Además del negocio de la guerra y el contrabando, la otra empresa que parece prosperar en Malí estos días es la religión. Las mezquitas florecen. A la hora del rezo, en una discreta y embarrada calle del barrio de Djelibougou hay un considerable trajín. Aquí ha abierto hace unos meses un centro de oración que adoctrina de otra manera. El wahabismo venido de Arabia Saudí y de Qatar, la gasolina que alimenta el radicalismo, está cada vez más presente en Bamako bajo el manto de protección del presidente del Alto Consejo Islámico, Mahoud Dicko, hoy convertido en negociador del Gobierno con los rebeldes del norte.

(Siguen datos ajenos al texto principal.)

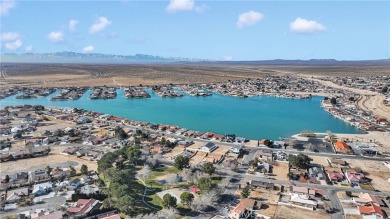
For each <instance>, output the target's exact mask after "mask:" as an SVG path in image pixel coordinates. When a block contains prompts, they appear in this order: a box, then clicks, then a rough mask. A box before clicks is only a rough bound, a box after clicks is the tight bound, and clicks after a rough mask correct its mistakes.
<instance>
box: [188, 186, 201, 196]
mask: <svg viewBox="0 0 390 219" xmlns="http://www.w3.org/2000/svg"><path fill="white" fill-rule="evenodd" d="M189 190H190V191H191V192H192V193H195V194H199V193H200V189H199V188H198V187H196V186H190V187H189Z"/></svg>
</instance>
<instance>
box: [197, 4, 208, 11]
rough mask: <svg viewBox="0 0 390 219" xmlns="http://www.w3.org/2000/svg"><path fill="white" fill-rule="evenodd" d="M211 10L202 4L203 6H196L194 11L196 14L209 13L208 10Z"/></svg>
mask: <svg viewBox="0 0 390 219" xmlns="http://www.w3.org/2000/svg"><path fill="white" fill-rule="evenodd" d="M209 9H210V7H209V6H207V5H205V4H202V5H197V6H195V8H194V11H195V12H196V13H204V12H205V11H207V10H209Z"/></svg>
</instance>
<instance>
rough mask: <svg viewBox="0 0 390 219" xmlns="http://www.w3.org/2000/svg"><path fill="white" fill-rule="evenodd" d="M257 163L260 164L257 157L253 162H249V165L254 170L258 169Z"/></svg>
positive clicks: (256, 157) (252, 160)
mask: <svg viewBox="0 0 390 219" xmlns="http://www.w3.org/2000/svg"><path fill="white" fill-rule="evenodd" d="M257 163H259V159H258V158H257V157H255V158H254V159H253V160H250V161H249V162H248V165H249V166H251V167H252V168H254V169H257Z"/></svg>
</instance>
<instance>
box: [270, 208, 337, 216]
mask: <svg viewBox="0 0 390 219" xmlns="http://www.w3.org/2000/svg"><path fill="white" fill-rule="evenodd" d="M273 218H278V219H282V218H283V219H284V218H286V219H295V218H296V219H301V218H316V219H329V218H330V215H328V214H325V213H321V212H317V211H309V210H304V209H301V208H294V207H290V206H284V205H278V206H277V208H276V212H275V216H274V217H273Z"/></svg>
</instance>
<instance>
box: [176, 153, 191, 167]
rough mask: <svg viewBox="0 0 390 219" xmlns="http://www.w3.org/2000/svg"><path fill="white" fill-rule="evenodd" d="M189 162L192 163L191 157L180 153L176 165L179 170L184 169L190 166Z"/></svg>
mask: <svg viewBox="0 0 390 219" xmlns="http://www.w3.org/2000/svg"><path fill="white" fill-rule="evenodd" d="M189 163H190V159H189V158H188V157H184V156H182V155H179V156H177V157H176V158H175V164H174V166H175V167H176V168H177V169H179V170H183V169H184V168H188V167H189Z"/></svg>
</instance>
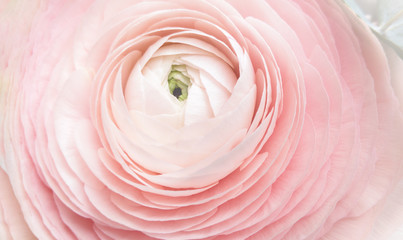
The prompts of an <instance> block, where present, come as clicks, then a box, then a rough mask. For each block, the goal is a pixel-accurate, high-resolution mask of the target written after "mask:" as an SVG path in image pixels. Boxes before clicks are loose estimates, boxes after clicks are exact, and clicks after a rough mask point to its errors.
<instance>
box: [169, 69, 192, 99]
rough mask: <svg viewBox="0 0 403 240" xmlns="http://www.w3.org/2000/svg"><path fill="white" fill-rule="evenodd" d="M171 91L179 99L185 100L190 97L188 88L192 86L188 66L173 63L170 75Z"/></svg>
mask: <svg viewBox="0 0 403 240" xmlns="http://www.w3.org/2000/svg"><path fill="white" fill-rule="evenodd" d="M168 86H169V92H170V93H171V94H172V95H174V96H175V97H176V98H177V99H178V100H179V101H184V100H186V99H187V97H188V88H189V87H190V86H191V82H190V77H189V76H188V74H187V71H186V66H184V65H172V68H171V72H170V73H169V75H168Z"/></svg>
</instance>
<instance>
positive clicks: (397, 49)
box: [344, 0, 403, 58]
mask: <svg viewBox="0 0 403 240" xmlns="http://www.w3.org/2000/svg"><path fill="white" fill-rule="evenodd" d="M344 1H345V2H346V3H347V4H348V5H349V6H350V8H351V9H352V10H353V11H354V12H355V13H356V14H357V15H358V16H359V17H360V18H362V19H363V20H364V21H365V22H366V23H367V24H368V26H369V27H370V28H371V29H372V30H373V31H374V33H375V34H376V35H377V36H378V37H379V38H380V39H381V40H382V41H383V42H384V43H387V44H388V45H389V46H391V47H392V48H393V49H394V50H395V51H396V53H397V54H398V55H399V56H400V58H403V1H402V0H344Z"/></svg>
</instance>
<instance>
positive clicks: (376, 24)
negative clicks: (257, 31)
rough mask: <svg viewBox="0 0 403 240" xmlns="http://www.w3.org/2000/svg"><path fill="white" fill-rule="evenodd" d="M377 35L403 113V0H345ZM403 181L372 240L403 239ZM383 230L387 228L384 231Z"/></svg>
mask: <svg viewBox="0 0 403 240" xmlns="http://www.w3.org/2000/svg"><path fill="white" fill-rule="evenodd" d="M344 2H345V3H346V4H347V5H348V6H349V7H350V8H351V9H352V10H353V11H354V12H355V14H356V15H358V16H359V17H360V18H361V19H362V20H363V21H364V22H365V23H366V24H367V25H368V26H369V27H370V28H371V30H372V31H373V32H374V33H375V35H377V37H378V39H379V40H380V42H381V44H382V45H383V48H384V50H385V54H386V57H387V59H388V63H389V67H390V74H391V84H392V87H393V90H394V91H395V93H396V96H397V98H398V99H399V102H400V110H401V111H402V112H403V1H402V0H344ZM402 197H403V180H401V181H400V182H399V183H398V185H397V188H396V189H395V191H394V192H392V193H391V194H390V195H389V196H388V198H386V199H385V200H384V201H385V205H384V207H383V208H382V209H379V217H378V218H377V221H376V222H375V223H374V229H373V231H372V233H371V234H370V235H369V238H368V239H370V240H386V239H388V240H401V239H403V214H402V213H403V202H402V201H401V199H402ZM381 229H383V230H384V229H387V230H386V231H381Z"/></svg>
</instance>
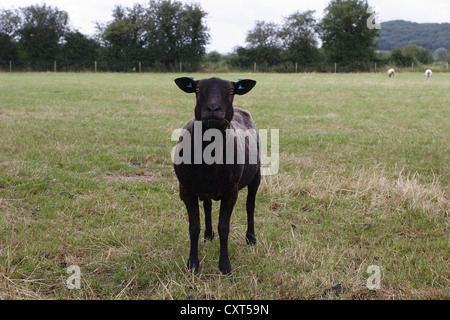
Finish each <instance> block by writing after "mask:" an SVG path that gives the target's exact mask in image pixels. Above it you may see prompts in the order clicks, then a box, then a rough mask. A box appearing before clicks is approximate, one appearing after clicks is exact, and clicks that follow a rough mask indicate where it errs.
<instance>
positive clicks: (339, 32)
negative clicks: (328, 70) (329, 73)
mask: <svg viewBox="0 0 450 320" xmlns="http://www.w3.org/2000/svg"><path fill="white" fill-rule="evenodd" d="M368 9H369V5H368V3H367V2H366V1H362V0H332V1H331V3H330V4H329V5H328V7H327V8H326V9H325V15H324V17H323V19H322V21H321V23H320V27H319V30H320V31H319V32H320V38H321V39H322V43H323V48H324V49H325V54H326V56H327V59H328V61H329V62H337V63H338V64H339V65H343V66H346V67H347V68H348V71H351V70H355V69H358V68H360V67H361V66H362V64H364V63H368V62H369V61H372V60H373V59H374V57H375V48H376V44H375V38H376V37H378V29H376V28H369V27H368V25H367V21H368V19H369V18H370V17H371V15H372V13H371V12H370V10H368ZM368 11H369V13H368Z"/></svg>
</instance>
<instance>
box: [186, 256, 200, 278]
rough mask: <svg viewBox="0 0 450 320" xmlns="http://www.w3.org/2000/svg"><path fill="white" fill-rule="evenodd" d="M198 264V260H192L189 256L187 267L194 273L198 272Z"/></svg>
mask: <svg viewBox="0 0 450 320" xmlns="http://www.w3.org/2000/svg"><path fill="white" fill-rule="evenodd" d="M199 266H200V263H199V261H198V260H194V259H191V258H189V261H188V264H187V269H188V270H189V271H191V272H193V273H195V274H197V273H198V268H199Z"/></svg>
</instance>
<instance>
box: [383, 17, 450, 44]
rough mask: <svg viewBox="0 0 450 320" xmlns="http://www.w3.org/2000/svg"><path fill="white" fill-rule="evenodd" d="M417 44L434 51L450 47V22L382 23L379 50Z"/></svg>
mask: <svg viewBox="0 0 450 320" xmlns="http://www.w3.org/2000/svg"><path fill="white" fill-rule="evenodd" d="M411 44H415V45H418V46H422V47H424V48H427V49H430V50H431V51H434V50H436V49H438V48H446V49H450V23H416V22H410V21H404V20H394V21H387V22H382V23H381V30H380V39H379V48H378V49H379V50H388V51H389V50H392V49H393V48H395V47H404V46H407V45H411Z"/></svg>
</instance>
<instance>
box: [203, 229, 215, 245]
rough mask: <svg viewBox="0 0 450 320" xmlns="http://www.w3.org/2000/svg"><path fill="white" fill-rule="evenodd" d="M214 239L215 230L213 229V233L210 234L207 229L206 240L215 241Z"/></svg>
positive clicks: (212, 231)
mask: <svg viewBox="0 0 450 320" xmlns="http://www.w3.org/2000/svg"><path fill="white" fill-rule="evenodd" d="M213 239H214V231H212V232H211V234H208V233H207V232H206V231H205V242H206V241H213Z"/></svg>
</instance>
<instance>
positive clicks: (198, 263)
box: [183, 196, 200, 273]
mask: <svg viewBox="0 0 450 320" xmlns="http://www.w3.org/2000/svg"><path fill="white" fill-rule="evenodd" d="M183 201H184V203H185V205H186V209H187V211H188V215H189V236H190V239H191V250H190V252H189V260H188V263H187V268H188V269H189V270H191V271H193V272H194V273H197V272H198V268H199V266H200V262H199V259H198V238H199V235H200V214H199V207H198V198H197V197H194V196H190V197H187V198H185V199H183Z"/></svg>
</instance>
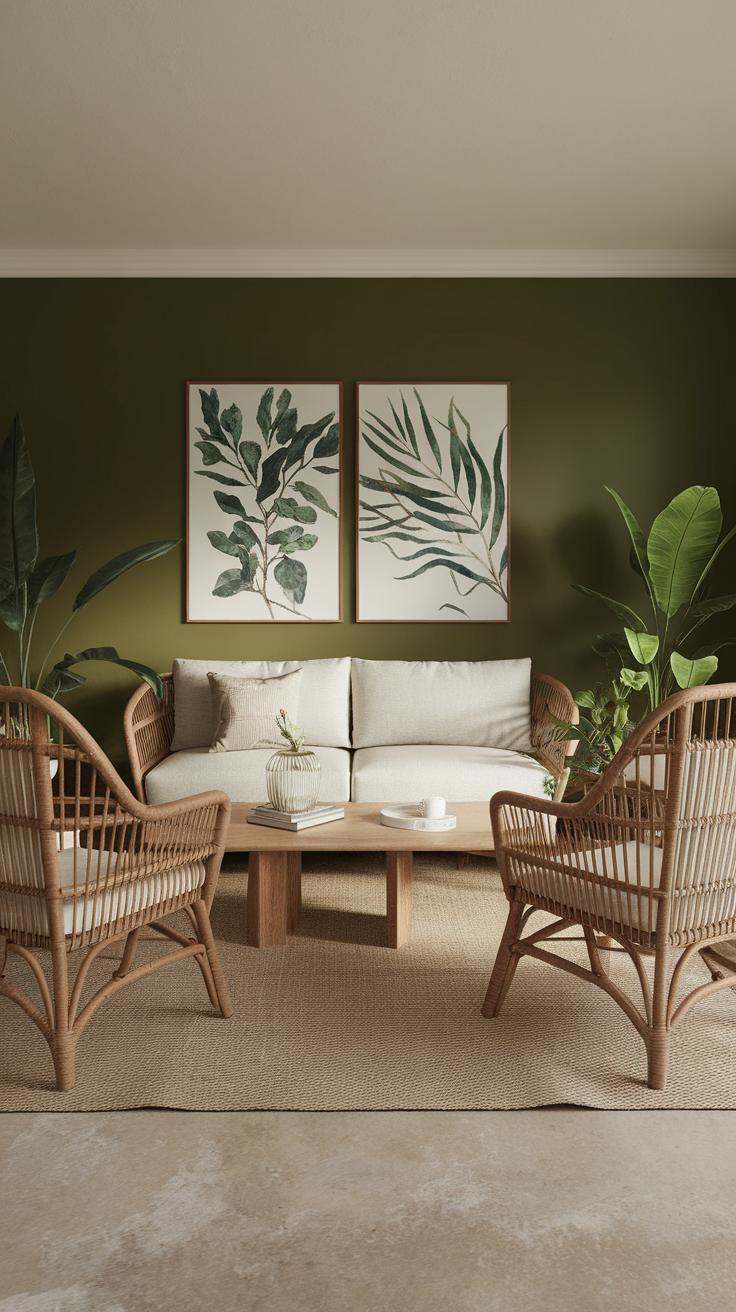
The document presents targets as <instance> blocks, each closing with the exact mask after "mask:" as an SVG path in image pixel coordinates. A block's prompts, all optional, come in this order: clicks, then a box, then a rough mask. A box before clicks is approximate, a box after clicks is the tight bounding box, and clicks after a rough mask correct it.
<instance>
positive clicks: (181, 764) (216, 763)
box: [146, 744, 350, 804]
mask: <svg viewBox="0 0 736 1312" xmlns="http://www.w3.org/2000/svg"><path fill="white" fill-rule="evenodd" d="M310 745H311V744H310ZM312 750H314V753H315V756H317V757H319V760H320V764H321V785H320V792H319V799H320V802H349V799H350V753H349V752H348V750H346V749H345V748H340V747H314V748H312ZM272 756H273V748H255V749H253V750H251V752H210V750H209V748H206V747H198V748H190V749H189V750H188V752H172V754H171V756H167V757H165V760H163V761H160V762H159V765H155V766H153V769H152V770H150V773H148V774H147V775H146V796H147V798H148V802H150V803H151V804H156V803H159V802H176V800H177V799H178V798H190V796H193V795H194V794H195V792H209V791H210V789H222V791H223V792H227V795H228V798H230V799H231V802H256V803H258V802H265V800H266V761H268V760H269V758H270V757H272Z"/></svg>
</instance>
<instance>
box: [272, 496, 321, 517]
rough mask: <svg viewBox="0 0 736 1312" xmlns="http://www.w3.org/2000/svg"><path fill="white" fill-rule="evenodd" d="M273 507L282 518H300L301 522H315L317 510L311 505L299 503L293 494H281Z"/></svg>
mask: <svg viewBox="0 0 736 1312" xmlns="http://www.w3.org/2000/svg"><path fill="white" fill-rule="evenodd" d="M273 509H274V510H276V513H277V514H278V516H279V517H281V518H282V520H298V521H299V523H315V522H316V517H317V512H316V510H315V509H314V508H312V506H311V505H299V502H298V501H296V499H295V497H293V496H279V497H277V500H276V501H274V502H273Z"/></svg>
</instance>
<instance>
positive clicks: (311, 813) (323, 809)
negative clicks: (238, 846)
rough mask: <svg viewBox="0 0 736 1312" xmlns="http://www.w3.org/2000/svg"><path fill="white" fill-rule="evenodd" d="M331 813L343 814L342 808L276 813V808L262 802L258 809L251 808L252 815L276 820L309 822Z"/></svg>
mask: <svg viewBox="0 0 736 1312" xmlns="http://www.w3.org/2000/svg"><path fill="white" fill-rule="evenodd" d="M333 811H340V812H341V813H344V808H342V807H340V806H335V804H333V803H325V804H324V806H319V807H312V808H311V810H310V811H278V810H277V807H272V806H269V804H268V803H265V802H264V803H262V804H261V806H260V807H253V812H252V813H253V815H258V816H273V817H274V819H278V820H310V819H311V817H312V816H327V815H329V813H331V812H333Z"/></svg>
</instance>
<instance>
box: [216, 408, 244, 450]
mask: <svg viewBox="0 0 736 1312" xmlns="http://www.w3.org/2000/svg"><path fill="white" fill-rule="evenodd" d="M220 424H222V426H223V428H224V430H226V433H230V436H231V437H232V445H234V446H237V443H239V441H240V438H241V437H243V412H241V411H240V409H239V407H237V405H236V404H235V403H234V404H232V405H230V407H228V408H227V409H226V411H223V412H222V415H220Z"/></svg>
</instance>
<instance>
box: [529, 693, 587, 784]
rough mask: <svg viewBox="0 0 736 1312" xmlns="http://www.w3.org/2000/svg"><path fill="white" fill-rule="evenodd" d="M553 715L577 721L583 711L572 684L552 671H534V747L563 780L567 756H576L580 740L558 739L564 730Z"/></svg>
mask: <svg viewBox="0 0 736 1312" xmlns="http://www.w3.org/2000/svg"><path fill="white" fill-rule="evenodd" d="M552 716H556V719H559V720H567V722H568V724H577V720H579V718H580V711H579V710H577V706H576V705H575V701H573V697H572V693H571V690H569V687H565V686H564V684H560V682H559V681H558V680H556V678H551V676H550V674H539V673H538V672H537V670H531V747H533V749H534V754H535V756H537V758H538V760H539V761H541V762H542V765H546V766H547V769H548V770H550V774H552V775H554V777H555V779H558V781H559V779H560V778H562V775H563V773H564V769H565V756H572V753H573V752H575V749H576V747H577V743H576V741H575V740H573V739H567V741H565V740H563V741H555V739H559V732H560V729H559V726H558V724H555V719H554V718H552Z"/></svg>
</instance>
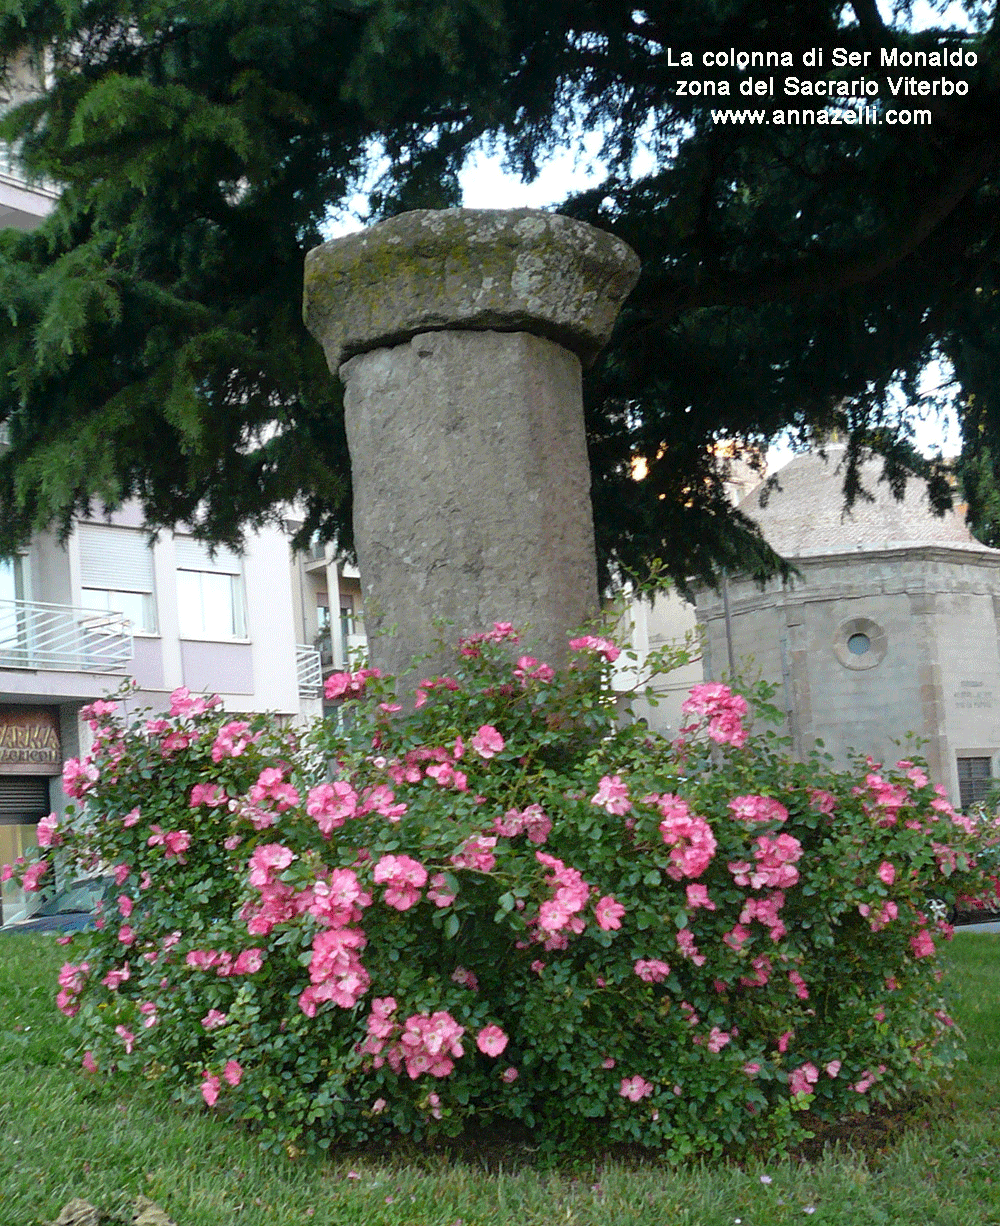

“Hay un acuerdo entre políticos e imanes”, añade Ras Bath, “el Gobierno da fondos y no controla las mezquitas y, a cambio, cuando la cosa se pone fea los religiosos calman a la gente para que no protesten demasiado”. Sin embargo, hay una nueva generación de malienses que ya no acepta este pacto. En el cruce Carrefour des Jeunes, las camisetas con imágenes del expresidente muerto de Burkina Faso Thomas Sankara o con la palabra revolución en letras bien grandes se venden como rosquillas. “Hoy hemos comprendido que ni siquiera Dios quiere que los jóvenes nos quedemos sentados mientras vemos cómo este país se va por el sumidero”, añade.